Chat With Your PDFs Using LangChain and Flask
Build an intelligent document Q&A system with OpenAI, Chroma, and Flask
Have you ever wanted to chat with a PDF? In this post, we’ll show how to build a Flask app using LangChain, ChromaDB, and OpenAI’s GPT to do exactly that.
🧠 Key Components
- LangChain for document loading and QA
- ChromaDB for vector search
- OpenAI for embeddings and LLM
- Flask for the web interface
🖇️ PDF Upload and Processing
Use PyPDFLoader
to read the PDF and split it into chunks:
from langchain_community.document_loaders import PyPDFLoader
loader = PyPDFLoader(temp_pdf_path)
pages = loader.load_and_split()
Generate embeddings and store them in Chroma:
from langchain_community.embeddings import OpenAIEmbeddings
from langchain_community.vectorstores import Chroma
embeddings = OpenAIEmbeddings(model="text-embedding-3-small")
vectordb = Chroma.from_documents(pages, embedding=embeddings)

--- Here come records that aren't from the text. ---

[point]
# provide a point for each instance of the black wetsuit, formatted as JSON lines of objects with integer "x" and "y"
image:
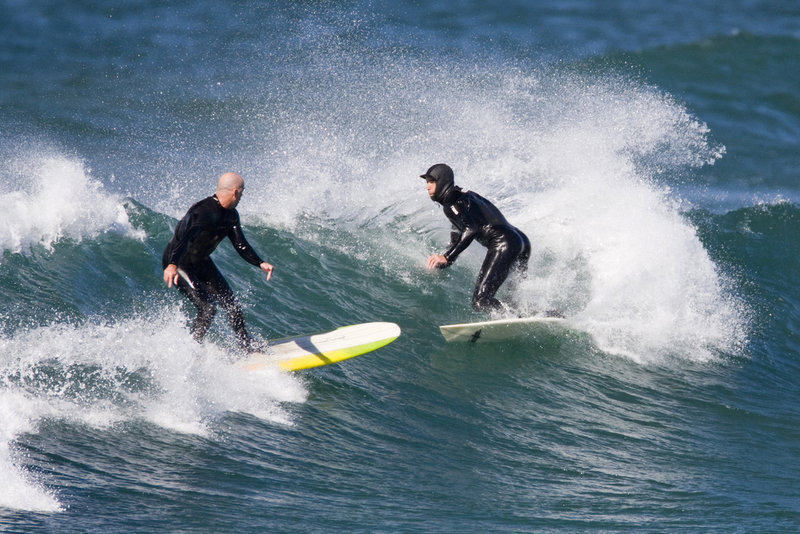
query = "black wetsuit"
{"x": 196, "y": 236}
{"x": 475, "y": 218}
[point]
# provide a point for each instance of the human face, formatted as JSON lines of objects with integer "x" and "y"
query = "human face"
{"x": 431, "y": 185}
{"x": 237, "y": 195}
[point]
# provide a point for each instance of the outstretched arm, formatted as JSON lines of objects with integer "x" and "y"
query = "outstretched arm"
{"x": 267, "y": 268}
{"x": 437, "y": 261}
{"x": 171, "y": 275}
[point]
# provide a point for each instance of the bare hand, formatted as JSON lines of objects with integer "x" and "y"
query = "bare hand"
{"x": 267, "y": 268}
{"x": 436, "y": 260}
{"x": 171, "y": 275}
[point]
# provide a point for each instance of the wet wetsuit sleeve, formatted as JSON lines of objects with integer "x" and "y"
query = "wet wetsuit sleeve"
{"x": 236, "y": 235}
{"x": 185, "y": 232}
{"x": 464, "y": 231}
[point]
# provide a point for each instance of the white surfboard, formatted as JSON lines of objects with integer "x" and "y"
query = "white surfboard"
{"x": 307, "y": 351}
{"x": 503, "y": 329}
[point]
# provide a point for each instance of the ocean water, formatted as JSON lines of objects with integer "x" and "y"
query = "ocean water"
{"x": 648, "y": 149}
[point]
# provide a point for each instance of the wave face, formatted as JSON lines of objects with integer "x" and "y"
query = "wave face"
{"x": 648, "y": 151}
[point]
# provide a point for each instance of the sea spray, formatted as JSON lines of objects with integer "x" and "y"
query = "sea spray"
{"x": 143, "y": 369}
{"x": 49, "y": 197}
{"x": 589, "y": 166}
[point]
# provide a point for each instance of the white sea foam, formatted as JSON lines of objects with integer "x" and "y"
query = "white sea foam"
{"x": 142, "y": 369}
{"x": 48, "y": 197}
{"x": 589, "y": 167}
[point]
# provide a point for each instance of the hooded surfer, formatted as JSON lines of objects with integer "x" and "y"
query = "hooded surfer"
{"x": 475, "y": 218}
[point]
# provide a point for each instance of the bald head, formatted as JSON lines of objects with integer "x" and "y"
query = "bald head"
{"x": 229, "y": 189}
{"x": 229, "y": 181}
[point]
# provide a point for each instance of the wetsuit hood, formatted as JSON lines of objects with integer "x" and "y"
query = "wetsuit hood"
{"x": 442, "y": 174}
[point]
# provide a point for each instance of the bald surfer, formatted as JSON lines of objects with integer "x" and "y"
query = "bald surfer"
{"x": 475, "y": 218}
{"x": 187, "y": 258}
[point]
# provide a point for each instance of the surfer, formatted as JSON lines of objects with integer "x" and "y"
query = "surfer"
{"x": 475, "y": 218}
{"x": 187, "y": 259}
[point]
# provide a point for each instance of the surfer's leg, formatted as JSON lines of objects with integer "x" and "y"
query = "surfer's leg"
{"x": 491, "y": 276}
{"x": 494, "y": 271}
{"x": 199, "y": 296}
{"x": 221, "y": 291}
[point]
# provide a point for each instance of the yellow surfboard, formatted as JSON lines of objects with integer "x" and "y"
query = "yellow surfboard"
{"x": 305, "y": 352}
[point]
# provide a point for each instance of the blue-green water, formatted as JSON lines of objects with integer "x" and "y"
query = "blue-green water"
{"x": 649, "y": 150}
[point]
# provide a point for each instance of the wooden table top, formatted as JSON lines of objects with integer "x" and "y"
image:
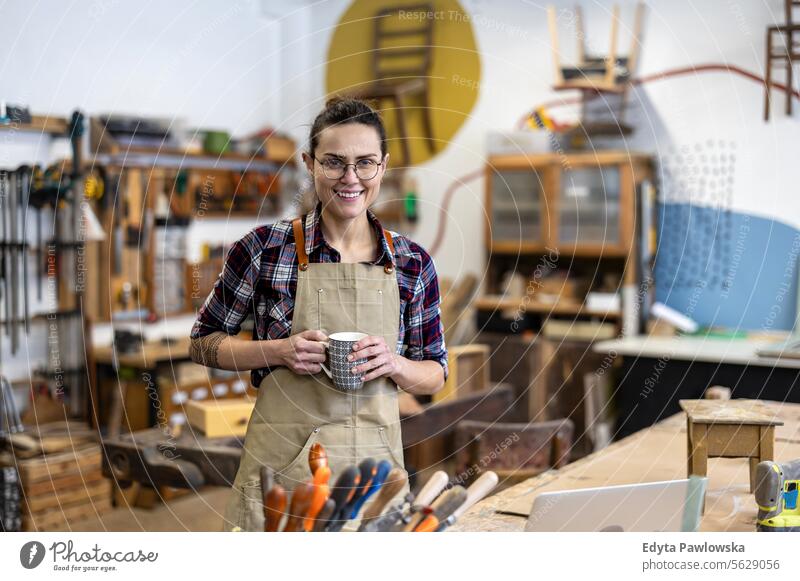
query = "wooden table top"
{"x": 650, "y": 455}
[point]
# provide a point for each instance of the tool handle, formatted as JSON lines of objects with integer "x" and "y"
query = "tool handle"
{"x": 394, "y": 483}
{"x": 317, "y": 457}
{"x": 432, "y": 488}
{"x": 301, "y": 501}
{"x": 318, "y": 500}
{"x": 381, "y": 472}
{"x": 479, "y": 489}
{"x": 324, "y": 515}
{"x": 274, "y": 507}
{"x": 429, "y": 525}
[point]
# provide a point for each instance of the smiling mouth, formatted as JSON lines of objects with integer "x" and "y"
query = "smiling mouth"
{"x": 348, "y": 195}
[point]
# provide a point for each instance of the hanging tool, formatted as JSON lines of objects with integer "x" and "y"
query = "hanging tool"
{"x": 344, "y": 489}
{"x": 381, "y": 472}
{"x": 447, "y": 503}
{"x": 274, "y": 507}
{"x": 324, "y": 515}
{"x": 425, "y": 497}
{"x": 475, "y": 493}
{"x": 366, "y": 470}
{"x": 301, "y": 501}
{"x": 321, "y": 493}
{"x": 372, "y": 519}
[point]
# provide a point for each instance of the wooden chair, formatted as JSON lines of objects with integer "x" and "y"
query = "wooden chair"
{"x": 401, "y": 63}
{"x": 515, "y": 451}
{"x": 783, "y": 48}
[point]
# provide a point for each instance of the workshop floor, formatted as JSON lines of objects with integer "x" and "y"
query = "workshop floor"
{"x": 200, "y": 512}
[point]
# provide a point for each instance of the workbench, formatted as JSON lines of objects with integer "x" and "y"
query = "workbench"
{"x": 657, "y": 372}
{"x": 654, "y": 454}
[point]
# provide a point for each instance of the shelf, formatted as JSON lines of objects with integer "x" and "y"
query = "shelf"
{"x": 496, "y": 303}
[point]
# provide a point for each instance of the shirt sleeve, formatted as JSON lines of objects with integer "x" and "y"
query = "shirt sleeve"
{"x": 231, "y": 299}
{"x": 425, "y": 331}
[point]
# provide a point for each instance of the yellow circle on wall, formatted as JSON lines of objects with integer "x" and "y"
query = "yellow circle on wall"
{"x": 452, "y": 81}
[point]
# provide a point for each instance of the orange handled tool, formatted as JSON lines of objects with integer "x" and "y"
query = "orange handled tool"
{"x": 274, "y": 505}
{"x": 301, "y": 501}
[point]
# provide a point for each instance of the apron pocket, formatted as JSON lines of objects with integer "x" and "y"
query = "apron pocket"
{"x": 251, "y": 507}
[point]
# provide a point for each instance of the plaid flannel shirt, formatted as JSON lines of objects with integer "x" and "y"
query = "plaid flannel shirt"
{"x": 259, "y": 278}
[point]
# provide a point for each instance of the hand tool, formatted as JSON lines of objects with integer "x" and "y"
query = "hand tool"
{"x": 430, "y": 491}
{"x": 324, "y": 515}
{"x": 776, "y": 492}
{"x": 274, "y": 506}
{"x": 317, "y": 457}
{"x": 366, "y": 469}
{"x": 445, "y": 505}
{"x": 344, "y": 489}
{"x": 476, "y": 492}
{"x": 381, "y": 472}
{"x": 301, "y": 501}
{"x": 391, "y": 487}
{"x": 319, "y": 498}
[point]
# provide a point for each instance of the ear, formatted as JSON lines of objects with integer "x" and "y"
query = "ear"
{"x": 309, "y": 161}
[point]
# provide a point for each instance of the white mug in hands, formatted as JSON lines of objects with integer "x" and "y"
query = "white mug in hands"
{"x": 338, "y": 347}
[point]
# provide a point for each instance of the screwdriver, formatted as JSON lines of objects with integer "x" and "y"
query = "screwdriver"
{"x": 447, "y": 503}
{"x": 479, "y": 489}
{"x": 381, "y": 472}
{"x": 301, "y": 500}
{"x": 372, "y": 520}
{"x": 429, "y": 492}
{"x": 344, "y": 489}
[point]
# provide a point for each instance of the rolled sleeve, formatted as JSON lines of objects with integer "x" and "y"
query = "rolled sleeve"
{"x": 231, "y": 299}
{"x": 425, "y": 333}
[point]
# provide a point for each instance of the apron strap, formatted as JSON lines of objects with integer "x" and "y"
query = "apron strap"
{"x": 300, "y": 244}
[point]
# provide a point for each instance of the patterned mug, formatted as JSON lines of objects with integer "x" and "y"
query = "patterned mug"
{"x": 338, "y": 347}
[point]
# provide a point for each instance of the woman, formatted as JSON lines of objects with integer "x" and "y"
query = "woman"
{"x": 335, "y": 269}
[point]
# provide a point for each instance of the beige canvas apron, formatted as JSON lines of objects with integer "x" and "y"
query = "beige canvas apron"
{"x": 292, "y": 412}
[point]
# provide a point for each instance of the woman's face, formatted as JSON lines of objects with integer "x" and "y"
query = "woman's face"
{"x": 348, "y": 196}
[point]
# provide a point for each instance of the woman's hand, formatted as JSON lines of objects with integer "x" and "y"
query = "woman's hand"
{"x": 303, "y": 352}
{"x": 382, "y": 361}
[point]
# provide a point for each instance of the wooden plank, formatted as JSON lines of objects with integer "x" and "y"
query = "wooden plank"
{"x": 71, "y": 496}
{"x": 734, "y": 411}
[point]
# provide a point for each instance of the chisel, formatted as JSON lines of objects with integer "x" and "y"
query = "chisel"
{"x": 301, "y": 501}
{"x": 344, "y": 489}
{"x": 317, "y": 457}
{"x": 478, "y": 491}
{"x": 429, "y": 492}
{"x": 381, "y": 472}
{"x": 367, "y": 470}
{"x": 274, "y": 505}
{"x": 324, "y": 515}
{"x": 447, "y": 503}
{"x": 321, "y": 493}
{"x": 372, "y": 519}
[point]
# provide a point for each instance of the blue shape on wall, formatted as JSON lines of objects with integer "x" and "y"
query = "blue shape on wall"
{"x": 727, "y": 269}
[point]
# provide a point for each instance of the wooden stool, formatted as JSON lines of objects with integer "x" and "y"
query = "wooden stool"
{"x": 728, "y": 429}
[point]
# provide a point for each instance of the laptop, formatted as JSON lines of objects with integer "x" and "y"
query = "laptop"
{"x": 672, "y": 505}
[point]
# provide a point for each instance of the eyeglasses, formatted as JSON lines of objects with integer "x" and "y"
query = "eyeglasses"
{"x": 334, "y": 168}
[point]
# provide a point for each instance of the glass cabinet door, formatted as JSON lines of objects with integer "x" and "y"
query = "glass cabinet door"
{"x": 515, "y": 205}
{"x": 589, "y": 206}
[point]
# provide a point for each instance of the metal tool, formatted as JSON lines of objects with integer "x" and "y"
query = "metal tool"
{"x": 475, "y": 493}
{"x": 372, "y": 519}
{"x": 301, "y": 501}
{"x": 425, "y": 497}
{"x": 344, "y": 489}
{"x": 776, "y": 492}
{"x": 381, "y": 472}
{"x": 274, "y": 507}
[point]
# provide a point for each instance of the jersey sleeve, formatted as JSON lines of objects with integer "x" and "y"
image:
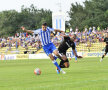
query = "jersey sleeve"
{"x": 66, "y": 38}
{"x": 36, "y": 31}
{"x": 105, "y": 40}
{"x": 73, "y": 47}
{"x": 51, "y": 29}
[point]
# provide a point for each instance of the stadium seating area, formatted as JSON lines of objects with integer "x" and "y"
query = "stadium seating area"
{"x": 95, "y": 47}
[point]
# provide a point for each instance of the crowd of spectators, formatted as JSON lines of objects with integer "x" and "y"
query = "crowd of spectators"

💬 Asking Questions via RetrievalQA
Set up the retrieval-based QA pipeline:
from langchain.chains import RetrievalQA
from langchain_openai import ChatOpenAI
qa_chain = RetrievalQA.from_chain_type(
llm=ChatOpenAI(model="gpt-3.5-turbo"),
retriever=vectordb.as_retriever(),
chain_type="stuff"
)
answer = qa_chain.invoke("What is this PDF about?")
🖥️ Flask Integration
Minimal route setup:
@app.route('/upload', methods=['POST'])
def upload_pdf():
# Save, read, embed PDF
# Store vector DB in memory
@app.route('/ask', methods=['POST'])
def ask_question():
# Get user query, invoke QA chain, return answer
🧪 Example
Input:
What is the main finding of this report?
Output:
The main finding of the report is that user engagement increased by 35% in Q2.
🧰 Requirements
pip install flask langchain langchain-openai langchain-community chromadb python-dotenv
🌐 Run It
export OPENAI_API_KEY=your_key
python app.py
Then go to http://localhost:5500
.
✨ You now have a working “Chat with your PDF” app!